Hearing that took the wind out of John. He took a shaky breath and asked again, “Uncle, what day is it today?”
Michael exploded. “Boy, you drink yourself stupid every day, and now you don’t even know what day it is? Why don’t you just drink yourself to death already, save some food for the rest of us!”
John swallowed his frustration. Sure, he just asked a simple question and got an earful, but given how messed up he’d been in the past, it made sense that Uncle Michael had no patience. Besides, John knew his uncle had a sharp tongue but a soft heart.
Not wanting to waste time, John pressed, “Uncle, I mean it, this is serious. Please, just tell me.”
Michael squinted at him, still not buying it. “Serious? You? Probably just forgot what time it is for your card games again, huh? It’s April 1st, 1983. Burn that into your drunk brain! Wouldn’t mind if lightning struck you today!”
Boom.
It felt like a bomb went off in John's head.
It really was April 1st, 1983.
His last shred of hope disappeared—just gone. All that was left was gut-wrenching panic.
This was the day.

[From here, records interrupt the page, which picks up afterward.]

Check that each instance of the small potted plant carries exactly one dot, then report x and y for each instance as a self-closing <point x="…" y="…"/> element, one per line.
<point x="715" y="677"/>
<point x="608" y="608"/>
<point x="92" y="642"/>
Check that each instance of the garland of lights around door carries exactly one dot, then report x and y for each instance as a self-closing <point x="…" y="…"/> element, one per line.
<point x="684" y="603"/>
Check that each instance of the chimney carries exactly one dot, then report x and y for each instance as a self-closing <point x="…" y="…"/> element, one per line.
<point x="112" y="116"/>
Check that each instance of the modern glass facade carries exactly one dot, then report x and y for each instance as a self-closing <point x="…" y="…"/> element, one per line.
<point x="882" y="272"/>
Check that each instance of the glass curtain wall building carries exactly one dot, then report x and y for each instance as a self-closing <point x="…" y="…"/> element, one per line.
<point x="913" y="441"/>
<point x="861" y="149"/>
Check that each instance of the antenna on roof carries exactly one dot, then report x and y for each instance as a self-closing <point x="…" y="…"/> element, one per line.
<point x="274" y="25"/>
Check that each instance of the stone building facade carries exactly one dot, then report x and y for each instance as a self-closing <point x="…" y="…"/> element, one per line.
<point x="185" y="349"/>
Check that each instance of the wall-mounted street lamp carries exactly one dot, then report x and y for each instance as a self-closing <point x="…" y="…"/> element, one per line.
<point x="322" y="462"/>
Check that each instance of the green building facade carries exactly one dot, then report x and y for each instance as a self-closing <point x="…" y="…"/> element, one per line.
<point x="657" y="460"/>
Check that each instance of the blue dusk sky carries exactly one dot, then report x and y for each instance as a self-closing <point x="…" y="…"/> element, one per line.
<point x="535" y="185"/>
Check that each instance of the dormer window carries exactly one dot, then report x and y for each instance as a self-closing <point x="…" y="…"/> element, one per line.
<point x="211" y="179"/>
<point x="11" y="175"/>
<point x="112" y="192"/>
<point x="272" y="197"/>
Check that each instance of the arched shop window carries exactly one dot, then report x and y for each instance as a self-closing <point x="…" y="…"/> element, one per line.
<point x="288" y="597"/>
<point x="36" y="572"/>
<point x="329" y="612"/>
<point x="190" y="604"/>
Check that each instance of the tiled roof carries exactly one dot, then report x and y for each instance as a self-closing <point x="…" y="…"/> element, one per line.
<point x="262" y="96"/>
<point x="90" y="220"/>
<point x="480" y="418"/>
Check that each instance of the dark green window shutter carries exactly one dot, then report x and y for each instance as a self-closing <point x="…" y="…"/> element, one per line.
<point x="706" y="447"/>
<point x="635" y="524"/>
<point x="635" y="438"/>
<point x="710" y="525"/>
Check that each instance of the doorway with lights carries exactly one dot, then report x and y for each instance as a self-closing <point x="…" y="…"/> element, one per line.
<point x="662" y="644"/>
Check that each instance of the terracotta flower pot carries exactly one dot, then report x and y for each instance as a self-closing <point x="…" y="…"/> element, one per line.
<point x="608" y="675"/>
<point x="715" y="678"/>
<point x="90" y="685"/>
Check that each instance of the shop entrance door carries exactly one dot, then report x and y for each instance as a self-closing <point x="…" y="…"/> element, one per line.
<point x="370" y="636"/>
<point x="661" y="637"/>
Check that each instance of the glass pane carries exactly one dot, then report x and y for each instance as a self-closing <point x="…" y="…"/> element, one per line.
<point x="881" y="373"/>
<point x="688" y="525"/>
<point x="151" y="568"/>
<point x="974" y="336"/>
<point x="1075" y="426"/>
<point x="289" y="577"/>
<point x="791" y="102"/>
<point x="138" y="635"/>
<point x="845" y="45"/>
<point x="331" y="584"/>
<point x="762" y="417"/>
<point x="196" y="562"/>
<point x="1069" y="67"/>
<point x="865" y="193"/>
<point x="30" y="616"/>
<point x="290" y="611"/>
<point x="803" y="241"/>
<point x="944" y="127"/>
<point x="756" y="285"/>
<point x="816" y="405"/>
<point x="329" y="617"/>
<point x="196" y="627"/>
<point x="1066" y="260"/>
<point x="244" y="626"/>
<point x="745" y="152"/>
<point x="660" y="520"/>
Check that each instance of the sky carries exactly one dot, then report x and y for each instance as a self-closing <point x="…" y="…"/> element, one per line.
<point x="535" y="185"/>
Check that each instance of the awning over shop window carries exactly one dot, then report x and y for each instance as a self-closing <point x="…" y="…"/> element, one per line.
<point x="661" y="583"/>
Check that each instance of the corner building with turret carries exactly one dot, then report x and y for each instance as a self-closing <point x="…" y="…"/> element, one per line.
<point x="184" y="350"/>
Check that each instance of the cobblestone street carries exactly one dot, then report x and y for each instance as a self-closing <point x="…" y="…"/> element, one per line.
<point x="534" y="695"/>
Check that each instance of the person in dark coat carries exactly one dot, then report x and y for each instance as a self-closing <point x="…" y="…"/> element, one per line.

The day Sophia went to the blood bank in Qingzhou. The day she got infected with AIDS.
She wasn’t at home, which meant she was probably already on her way.
John’s mind was spinning. Was fate really so cruel? Even now, after everything, would she still walk into tragedy?
“No!”
He let out a roar, raw and pained. He wouldn’t let it happen again. This time, he’d fight fate.
With every ounce of strength, John bolted toward Qingzhou.